Les Structures Sonores Baschet sont des dispositifs musicaux conçus par deux frères, François (ingénieur) et Bernard Baschet (sculpteur). Sortes de machines mises à nues, elles s’utilisent en les frappant, en les frottant, en les agitant ou en les grattant. Leur expérimentation s’effectue par une panoplie de gestes qu’il est laissé à l’utilisateur l’opportunité de tester. Sans capotage, la technique vient se confronter directement à notre perception qui imagine des modes d’interactions. Sans mode d’emploi, ces structures proposent une nouvelle forme de jeu régi par la spontanéité. Il n’est plus question d’une musique écrite mais d’une relation sensitive à la machine. Dans cette mouvance, ils redéfinissent au milieu des années 1960 ce qu’est pour eux un instrument de musique selon quatre axes. Ils formulent ainsi le concept de Structure Sonore :
- un élément donnant une vibration périodique ;
- une forme d’énergie pour activer le vibrateur ;
- un dispositif permettant d’évoluer au sein de la gamme ;
- un amplificateur de son.
Cette définition questionne directement le statut et le système de fonctionnement d’un instrument, visant à ne plus s’appeler comme tel, mais bien à orienter leur travail vers celui de structures vivantes. Le Cristal Baschet, mis au point en 1952, est l’un des premiers instruments qui met en pratique ce développement théorique.

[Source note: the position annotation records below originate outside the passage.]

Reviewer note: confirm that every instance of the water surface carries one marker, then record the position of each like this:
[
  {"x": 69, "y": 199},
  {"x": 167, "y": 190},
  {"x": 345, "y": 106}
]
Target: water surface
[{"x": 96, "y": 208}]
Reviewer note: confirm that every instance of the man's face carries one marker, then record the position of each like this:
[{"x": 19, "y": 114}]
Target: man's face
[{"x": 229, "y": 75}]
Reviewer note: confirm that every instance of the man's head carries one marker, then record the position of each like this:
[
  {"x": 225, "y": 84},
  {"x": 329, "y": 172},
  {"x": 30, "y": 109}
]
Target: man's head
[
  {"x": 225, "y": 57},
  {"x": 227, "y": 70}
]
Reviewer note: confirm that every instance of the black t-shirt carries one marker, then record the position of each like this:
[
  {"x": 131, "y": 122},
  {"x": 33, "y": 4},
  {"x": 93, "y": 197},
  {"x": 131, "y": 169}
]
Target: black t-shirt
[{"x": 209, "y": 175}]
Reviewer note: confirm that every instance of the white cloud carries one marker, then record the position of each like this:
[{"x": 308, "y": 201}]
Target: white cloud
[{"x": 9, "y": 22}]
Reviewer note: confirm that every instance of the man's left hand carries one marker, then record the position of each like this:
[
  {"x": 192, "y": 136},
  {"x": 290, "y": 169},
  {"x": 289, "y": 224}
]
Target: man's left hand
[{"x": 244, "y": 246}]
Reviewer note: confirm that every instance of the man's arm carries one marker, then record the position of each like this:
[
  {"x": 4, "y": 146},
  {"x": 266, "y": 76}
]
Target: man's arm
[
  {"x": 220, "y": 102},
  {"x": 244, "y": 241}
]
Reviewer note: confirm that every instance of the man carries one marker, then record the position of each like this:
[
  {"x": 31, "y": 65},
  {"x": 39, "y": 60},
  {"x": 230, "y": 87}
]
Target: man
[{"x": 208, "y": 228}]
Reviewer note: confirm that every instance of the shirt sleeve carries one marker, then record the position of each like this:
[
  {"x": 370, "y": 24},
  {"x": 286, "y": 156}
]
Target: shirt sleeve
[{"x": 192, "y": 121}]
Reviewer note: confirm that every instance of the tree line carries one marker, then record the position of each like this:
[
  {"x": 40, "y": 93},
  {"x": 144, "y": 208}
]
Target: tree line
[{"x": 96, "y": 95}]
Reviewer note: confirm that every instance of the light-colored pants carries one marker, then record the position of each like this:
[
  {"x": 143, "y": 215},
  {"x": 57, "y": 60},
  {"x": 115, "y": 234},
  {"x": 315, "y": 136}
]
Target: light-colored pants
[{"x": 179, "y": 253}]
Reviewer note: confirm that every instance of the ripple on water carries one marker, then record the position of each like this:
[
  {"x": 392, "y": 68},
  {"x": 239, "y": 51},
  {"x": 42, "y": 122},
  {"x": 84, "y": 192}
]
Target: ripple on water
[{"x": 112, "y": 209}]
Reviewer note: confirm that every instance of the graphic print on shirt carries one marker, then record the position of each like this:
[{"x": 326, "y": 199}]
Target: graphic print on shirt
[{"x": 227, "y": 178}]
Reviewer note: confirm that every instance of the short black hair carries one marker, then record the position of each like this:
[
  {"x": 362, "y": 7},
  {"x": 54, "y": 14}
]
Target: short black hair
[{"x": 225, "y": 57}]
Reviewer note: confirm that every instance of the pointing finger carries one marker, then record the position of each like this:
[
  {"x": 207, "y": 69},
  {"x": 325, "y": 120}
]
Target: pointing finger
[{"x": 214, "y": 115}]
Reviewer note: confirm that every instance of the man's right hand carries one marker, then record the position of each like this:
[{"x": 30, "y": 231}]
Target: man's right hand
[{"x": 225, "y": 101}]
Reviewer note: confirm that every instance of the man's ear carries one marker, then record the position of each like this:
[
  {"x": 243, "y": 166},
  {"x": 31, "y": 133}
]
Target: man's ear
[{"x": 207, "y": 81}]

Ici, les éléments de vibrations périodiques sont la tige métallique et son plongeoir. L'énergie est créée par le glissement des mains humides le long des tiges de verre. La gamme est obtenue par les différentes longueurs des tiges en acier et l’amplification du son se fait par des cônes de différents matériaux (acier, carton, polyester ou époxy). Son jeu instinctif, assez jouissif, génère une esthétique sonore cristalline vibrante, tant par le son que par les sensations tactiles qu’il procure. Rien n'empêche son utilisateur de frapper, de triturer et de frotter n’importe quelle autre partie de l’instrument pour apporter un éventail de sons plus large. Si les mains sont les outils principaux pour l’activer, des baguettes et des archets sont mis à disposition à “La Grange”, pour repousser les limites de cet outil-structure.
Ces structures sont pensées à la fois pour produire une variété de sons mais également pour leur portée plastique et sculpturale. Si nous prenons le cas des quatorze structures de l’Instrumentarium, il est assez clair que ces structures ont été pensées tant pour la palette des sonorités possibles que pour la joie formelle qui s’en dégage. Par l’emploi de couleurs vives – presque signalétiques – ces objets de taille modeste invitent à être employés comme des outils robustes, loin des canons esthétiques auxquels nous habituent les instruments classiques. C’est par un rafraîchissement des univers sonores et gestuels, que les frères Baschet ont dépoussiéré l’esthétique des instruments, puisant notamment leur référence dans l’abstraction picturale. Leur travail évoque ainsi, avec une quinzaine années d’avance, le Design Radical italien de la fin des années 1960.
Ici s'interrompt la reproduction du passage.